Recently, the Nigeria Governors’ Forum declared its support for the passage into law of the new tax bill presented by the presidency to the National Assembly last year. The earlier contention was to allow the Value Added Tax (VAT) to remain at 7.5 percent. This development suggests that the grey areas that previously generated debate and concerns about shortchanging certain sections of the country may have been addressed. Various opinions, including those of tax experts, have alluded to the fact that Nigeria will be better off if the new tax reform is implemented.
They believe that there would be healthy competition among the states in terms of revenue generation and development; hence, states that generate more revenue would be at liberty to enjoy better allocations from the federation account. The tax reform bill, stakeholders uphold, will modernise the economy and engender a better living standard for Nigerians. In support of this view, the Nigeria Extractive Industries Transparency Initiative (NEITI) has backed the tax reform bills, highlighting their potential to modernise Nigeria’s tax system and align with global best practices. Prior to this time, it is believed that less than 30% of Nigerians pay tax.

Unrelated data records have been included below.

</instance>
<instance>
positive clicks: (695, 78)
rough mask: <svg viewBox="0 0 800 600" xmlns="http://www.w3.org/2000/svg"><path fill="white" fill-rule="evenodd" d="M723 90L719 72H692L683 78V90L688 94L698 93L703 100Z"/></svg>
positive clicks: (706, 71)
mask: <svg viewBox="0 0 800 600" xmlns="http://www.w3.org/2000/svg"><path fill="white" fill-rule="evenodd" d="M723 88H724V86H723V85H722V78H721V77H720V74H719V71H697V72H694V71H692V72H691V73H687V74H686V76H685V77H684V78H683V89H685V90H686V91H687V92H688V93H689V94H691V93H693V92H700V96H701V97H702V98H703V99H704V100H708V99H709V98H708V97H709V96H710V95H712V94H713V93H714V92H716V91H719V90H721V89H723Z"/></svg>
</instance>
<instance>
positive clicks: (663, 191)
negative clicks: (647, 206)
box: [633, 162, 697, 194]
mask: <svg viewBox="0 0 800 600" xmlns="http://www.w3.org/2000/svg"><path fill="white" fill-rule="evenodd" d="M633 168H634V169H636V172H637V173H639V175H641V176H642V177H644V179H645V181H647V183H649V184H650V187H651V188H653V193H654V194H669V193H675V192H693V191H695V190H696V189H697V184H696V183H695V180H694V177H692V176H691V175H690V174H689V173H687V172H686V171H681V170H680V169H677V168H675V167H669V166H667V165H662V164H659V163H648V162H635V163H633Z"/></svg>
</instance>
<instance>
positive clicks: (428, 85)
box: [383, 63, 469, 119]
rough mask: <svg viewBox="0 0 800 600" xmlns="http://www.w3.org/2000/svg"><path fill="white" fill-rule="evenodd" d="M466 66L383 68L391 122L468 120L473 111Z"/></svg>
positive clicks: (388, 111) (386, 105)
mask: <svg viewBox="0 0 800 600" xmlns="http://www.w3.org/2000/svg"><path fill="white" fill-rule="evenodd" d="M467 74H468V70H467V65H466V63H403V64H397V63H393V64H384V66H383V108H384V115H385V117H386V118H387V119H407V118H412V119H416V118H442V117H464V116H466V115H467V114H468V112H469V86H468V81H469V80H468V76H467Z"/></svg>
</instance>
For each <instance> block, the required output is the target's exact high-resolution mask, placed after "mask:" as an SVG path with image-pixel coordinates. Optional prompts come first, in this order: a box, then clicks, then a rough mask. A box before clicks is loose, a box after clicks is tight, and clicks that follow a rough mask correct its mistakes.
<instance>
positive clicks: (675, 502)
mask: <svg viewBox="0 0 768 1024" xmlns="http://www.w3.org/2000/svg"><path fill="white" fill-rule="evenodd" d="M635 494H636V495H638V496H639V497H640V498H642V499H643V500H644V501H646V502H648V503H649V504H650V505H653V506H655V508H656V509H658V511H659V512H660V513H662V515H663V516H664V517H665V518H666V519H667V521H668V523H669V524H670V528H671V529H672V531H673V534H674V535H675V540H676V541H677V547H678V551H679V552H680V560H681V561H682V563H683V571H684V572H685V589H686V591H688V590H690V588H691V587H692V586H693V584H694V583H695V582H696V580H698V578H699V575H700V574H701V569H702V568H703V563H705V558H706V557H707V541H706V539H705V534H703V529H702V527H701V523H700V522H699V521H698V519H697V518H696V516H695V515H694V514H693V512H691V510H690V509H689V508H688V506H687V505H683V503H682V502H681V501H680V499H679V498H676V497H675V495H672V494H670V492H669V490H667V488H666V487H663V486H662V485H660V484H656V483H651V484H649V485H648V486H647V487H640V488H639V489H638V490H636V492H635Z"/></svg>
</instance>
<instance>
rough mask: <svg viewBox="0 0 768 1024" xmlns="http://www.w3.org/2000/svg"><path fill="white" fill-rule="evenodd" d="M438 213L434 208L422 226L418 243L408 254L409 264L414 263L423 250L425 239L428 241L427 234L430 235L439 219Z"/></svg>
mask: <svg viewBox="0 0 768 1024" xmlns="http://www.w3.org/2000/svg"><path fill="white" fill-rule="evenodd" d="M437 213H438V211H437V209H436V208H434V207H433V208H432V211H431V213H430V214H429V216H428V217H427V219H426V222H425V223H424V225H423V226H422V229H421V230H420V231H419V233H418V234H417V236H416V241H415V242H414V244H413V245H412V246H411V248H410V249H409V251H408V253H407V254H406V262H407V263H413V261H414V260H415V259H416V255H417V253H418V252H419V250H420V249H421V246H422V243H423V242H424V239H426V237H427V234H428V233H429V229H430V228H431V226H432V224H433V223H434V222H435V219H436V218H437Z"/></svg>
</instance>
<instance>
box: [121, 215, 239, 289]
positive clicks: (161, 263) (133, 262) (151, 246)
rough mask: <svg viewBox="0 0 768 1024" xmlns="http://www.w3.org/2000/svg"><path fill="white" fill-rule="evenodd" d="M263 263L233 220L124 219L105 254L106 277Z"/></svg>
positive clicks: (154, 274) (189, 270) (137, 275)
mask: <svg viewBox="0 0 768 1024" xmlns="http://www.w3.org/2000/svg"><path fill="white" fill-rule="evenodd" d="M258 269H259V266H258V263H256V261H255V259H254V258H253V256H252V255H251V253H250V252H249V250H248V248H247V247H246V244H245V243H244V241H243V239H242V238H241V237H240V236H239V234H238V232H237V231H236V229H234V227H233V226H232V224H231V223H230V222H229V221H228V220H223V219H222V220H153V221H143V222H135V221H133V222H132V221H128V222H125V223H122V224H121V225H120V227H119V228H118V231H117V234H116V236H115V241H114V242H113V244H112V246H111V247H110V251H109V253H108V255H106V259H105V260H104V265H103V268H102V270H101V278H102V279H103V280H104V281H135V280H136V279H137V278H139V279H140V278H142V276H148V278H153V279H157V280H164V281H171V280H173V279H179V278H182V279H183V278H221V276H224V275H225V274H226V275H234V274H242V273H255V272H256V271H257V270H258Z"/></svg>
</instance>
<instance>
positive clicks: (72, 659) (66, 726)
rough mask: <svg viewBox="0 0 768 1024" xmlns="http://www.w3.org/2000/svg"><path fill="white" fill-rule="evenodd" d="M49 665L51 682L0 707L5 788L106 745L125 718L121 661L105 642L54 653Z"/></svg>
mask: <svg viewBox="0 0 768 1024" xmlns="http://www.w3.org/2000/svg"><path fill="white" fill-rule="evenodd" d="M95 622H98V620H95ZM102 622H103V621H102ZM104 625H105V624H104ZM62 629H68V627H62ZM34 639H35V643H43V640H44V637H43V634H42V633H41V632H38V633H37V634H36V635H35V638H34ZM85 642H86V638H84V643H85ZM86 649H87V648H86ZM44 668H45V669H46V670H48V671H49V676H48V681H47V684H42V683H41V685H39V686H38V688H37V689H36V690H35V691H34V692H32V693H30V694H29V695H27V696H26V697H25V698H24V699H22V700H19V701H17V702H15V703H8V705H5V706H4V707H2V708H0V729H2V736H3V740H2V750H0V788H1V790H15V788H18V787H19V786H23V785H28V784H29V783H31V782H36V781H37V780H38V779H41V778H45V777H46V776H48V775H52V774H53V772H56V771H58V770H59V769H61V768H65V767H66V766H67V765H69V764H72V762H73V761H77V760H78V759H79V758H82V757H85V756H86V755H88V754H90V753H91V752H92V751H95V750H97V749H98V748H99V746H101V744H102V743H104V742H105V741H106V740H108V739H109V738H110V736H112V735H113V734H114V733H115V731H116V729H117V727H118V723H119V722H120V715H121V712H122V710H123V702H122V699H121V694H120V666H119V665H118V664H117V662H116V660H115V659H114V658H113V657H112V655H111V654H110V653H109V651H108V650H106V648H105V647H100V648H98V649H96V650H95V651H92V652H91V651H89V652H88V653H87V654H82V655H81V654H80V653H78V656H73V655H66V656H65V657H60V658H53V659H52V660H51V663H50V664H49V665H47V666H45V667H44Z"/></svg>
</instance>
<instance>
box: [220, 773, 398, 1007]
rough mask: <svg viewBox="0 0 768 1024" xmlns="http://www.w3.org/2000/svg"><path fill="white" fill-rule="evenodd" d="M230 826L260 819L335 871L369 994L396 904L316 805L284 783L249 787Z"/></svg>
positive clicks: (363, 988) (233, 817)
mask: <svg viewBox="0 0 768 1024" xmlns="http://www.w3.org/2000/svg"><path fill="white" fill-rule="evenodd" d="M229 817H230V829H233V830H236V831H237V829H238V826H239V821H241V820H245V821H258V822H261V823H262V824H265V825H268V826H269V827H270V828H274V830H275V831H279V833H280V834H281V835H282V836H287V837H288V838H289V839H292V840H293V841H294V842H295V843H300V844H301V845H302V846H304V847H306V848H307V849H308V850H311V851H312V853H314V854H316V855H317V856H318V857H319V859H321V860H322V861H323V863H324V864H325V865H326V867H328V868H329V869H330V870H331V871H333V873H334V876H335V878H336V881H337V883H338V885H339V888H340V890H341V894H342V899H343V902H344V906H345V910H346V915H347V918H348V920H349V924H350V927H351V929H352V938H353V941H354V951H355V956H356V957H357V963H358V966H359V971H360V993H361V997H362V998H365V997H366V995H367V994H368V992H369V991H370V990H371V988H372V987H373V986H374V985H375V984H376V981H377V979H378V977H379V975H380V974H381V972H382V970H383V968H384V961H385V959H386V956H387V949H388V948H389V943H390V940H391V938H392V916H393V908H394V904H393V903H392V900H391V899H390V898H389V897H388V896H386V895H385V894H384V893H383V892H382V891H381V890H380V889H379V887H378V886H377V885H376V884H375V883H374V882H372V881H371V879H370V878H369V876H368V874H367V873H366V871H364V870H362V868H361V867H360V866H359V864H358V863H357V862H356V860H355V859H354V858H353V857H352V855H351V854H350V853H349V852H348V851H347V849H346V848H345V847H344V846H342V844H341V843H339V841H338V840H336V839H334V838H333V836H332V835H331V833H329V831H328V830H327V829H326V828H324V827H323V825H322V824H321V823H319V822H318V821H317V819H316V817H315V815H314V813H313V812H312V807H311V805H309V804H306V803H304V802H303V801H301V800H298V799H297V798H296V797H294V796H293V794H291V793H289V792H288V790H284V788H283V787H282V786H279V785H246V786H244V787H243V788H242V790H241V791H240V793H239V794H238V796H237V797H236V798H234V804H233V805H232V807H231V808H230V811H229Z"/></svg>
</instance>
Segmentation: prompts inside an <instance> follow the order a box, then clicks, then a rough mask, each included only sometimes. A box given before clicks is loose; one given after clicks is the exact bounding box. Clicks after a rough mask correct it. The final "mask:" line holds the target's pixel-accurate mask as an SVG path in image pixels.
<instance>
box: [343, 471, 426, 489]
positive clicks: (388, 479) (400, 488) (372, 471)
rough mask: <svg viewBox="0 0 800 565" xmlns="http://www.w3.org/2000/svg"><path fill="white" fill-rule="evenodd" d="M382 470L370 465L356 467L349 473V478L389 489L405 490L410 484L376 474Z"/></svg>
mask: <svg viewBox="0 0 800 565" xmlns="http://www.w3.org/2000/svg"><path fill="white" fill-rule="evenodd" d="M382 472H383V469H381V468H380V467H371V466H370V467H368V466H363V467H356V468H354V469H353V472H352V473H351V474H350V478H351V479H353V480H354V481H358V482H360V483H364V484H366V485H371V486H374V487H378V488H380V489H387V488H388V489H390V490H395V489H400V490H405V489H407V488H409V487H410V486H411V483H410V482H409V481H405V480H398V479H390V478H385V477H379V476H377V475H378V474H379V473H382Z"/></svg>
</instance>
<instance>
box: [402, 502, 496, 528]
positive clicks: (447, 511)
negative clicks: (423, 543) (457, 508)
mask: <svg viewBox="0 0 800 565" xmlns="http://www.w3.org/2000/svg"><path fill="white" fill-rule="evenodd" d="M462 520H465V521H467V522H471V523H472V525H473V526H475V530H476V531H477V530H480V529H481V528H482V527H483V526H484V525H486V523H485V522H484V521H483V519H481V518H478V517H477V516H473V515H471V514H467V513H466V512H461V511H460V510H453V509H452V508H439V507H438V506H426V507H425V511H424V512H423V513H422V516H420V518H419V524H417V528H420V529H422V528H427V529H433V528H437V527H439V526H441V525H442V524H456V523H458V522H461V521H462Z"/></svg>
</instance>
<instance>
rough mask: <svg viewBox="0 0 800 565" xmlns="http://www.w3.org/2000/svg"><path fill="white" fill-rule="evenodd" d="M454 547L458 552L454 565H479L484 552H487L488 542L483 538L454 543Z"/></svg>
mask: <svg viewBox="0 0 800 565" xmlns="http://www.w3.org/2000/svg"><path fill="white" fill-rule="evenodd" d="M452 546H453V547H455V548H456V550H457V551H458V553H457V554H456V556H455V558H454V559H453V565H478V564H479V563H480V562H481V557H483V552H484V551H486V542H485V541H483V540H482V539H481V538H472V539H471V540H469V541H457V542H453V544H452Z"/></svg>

Another school of thought suggests that the failure of citizens to pay taxes is because the government has little to show in terms of infrastructural development, but only thrives on a quantum of corruption, usually perpetrated by the elite that feeds fat on the commonwealth—a challenge the authorities have not found an answer to. The reality is that Nigeria is grappling with a high rate of unemployment, and given the fact that there is no way people who do not have jobs could afford to pay tax. In fact, the ordinary Nigerian citizen at present views the issue of taxation skeptically, except there is something new to cheer in terms of poverty alleviation.
For example, the stampede that occurred last year, resulting in the deaths of women and children who queued for bags of rice donated by a philanthropist in Anambra State, was avoidable. Again, the latest tanker explosion, which claimed many lives in Niger State, also happened because people are hungry and would do anything to survive, even at the detriment of their own lives. That said, the financial autonomy granted to local governments by the Supreme Court last year to manage their own funds, and now the new tax reforms awaiting passage into law, is a sign of good omen. It also means that hope is on the rise and that society and the people would be lifted out of the protracted poverty and penury that have entangled the poor masses, especially in the country, for ages.
While we admit that payment of tax is a civic duty of every citizen, the government, too, is under obligation to provide job opportunities for its citizens, as well as a conducive business environment for the poor masses to thrive in their daily activities. The much-awaited tax reform regime should have something good for all and sundry. The idea of robbing Peter to pay Paul should not have a place again in our society. This will encourage many Nigerians to be faithful in the payment of taxes, going forward.